A tap is a tool for cutting inside or internal threads in holes so that the holes will hold tightly the bolts, screws, or studs which may be screwed into them. Taps are generally made from hammered round bar steel. After being drawn nearly to size, they are heated to a low, red heat, and covered with lime or ashes, that they may cool slowly. This process softens the metal and takes out the strains, which occur in iron or steel after it is hammered. The outside surface or skin, where the hammer blows affect the iron most, is subjected to the greatest strain, or as it is called "initial tension." There are many styles of taps, the most common being standard hand-taps, boiler taps, stay bolt taps, pipe taps, and machine screw taps.
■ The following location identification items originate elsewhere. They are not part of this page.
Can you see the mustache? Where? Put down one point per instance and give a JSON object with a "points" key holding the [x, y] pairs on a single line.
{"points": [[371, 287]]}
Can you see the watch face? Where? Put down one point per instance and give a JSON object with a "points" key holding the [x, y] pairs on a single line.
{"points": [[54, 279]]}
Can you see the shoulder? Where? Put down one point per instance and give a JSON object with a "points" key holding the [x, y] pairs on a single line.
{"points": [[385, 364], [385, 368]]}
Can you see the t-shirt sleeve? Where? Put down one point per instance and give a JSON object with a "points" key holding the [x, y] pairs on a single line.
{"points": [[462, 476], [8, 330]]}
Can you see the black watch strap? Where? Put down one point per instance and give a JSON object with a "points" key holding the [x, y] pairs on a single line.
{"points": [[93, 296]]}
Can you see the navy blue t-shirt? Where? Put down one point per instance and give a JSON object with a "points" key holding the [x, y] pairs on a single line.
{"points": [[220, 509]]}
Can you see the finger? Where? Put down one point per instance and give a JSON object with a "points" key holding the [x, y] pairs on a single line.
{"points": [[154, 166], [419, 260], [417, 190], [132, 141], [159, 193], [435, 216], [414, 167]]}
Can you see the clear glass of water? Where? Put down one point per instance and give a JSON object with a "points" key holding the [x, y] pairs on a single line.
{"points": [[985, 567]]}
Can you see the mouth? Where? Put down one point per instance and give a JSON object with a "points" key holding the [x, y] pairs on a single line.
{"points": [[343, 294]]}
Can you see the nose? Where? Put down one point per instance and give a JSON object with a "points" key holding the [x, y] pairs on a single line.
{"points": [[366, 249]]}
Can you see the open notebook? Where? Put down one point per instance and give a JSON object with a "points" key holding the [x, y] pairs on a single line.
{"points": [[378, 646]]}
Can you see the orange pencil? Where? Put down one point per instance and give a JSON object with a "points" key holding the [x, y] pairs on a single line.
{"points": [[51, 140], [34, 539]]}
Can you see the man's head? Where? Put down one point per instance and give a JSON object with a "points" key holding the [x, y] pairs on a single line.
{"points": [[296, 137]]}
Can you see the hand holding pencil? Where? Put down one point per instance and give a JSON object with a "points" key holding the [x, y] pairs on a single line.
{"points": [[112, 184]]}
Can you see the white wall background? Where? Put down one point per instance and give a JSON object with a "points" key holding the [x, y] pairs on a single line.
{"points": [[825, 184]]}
Tap drills are drills used to make the proper sized hole for a standard tap, leaving the hole small enough in diameter to permit of threads being made by the teeth of the tap. For example/the size of tap drill for a 5 /16 in. screw is .24 in. in diameter; for a 1/2 in. screw tap it is .4 in., leaving .1 in. for the diameter of threads on both sides of the hole. The size of a drill's or reamer's outside diameter and the size of a tap is the diameter outside of the threads, and not the size at the bottom of the threads.
Standard hand-taps are found in sets of three. Figure 119a is called a taper tap and is used to start the thread in the drilled hole; Fig. 119b is called a plug tap, and Fig. 119c, a bottoming tap. The plug tap will finish the thread if the hole goes through the piece, but if the hole "bottoms" or only goes part of the way through, the bottoming tap must be used to cut a full thread the entire depth of the hole.
The word "standard" means that the number of threads to the inch is United States standard, and all taps made to this standard are exactly alike.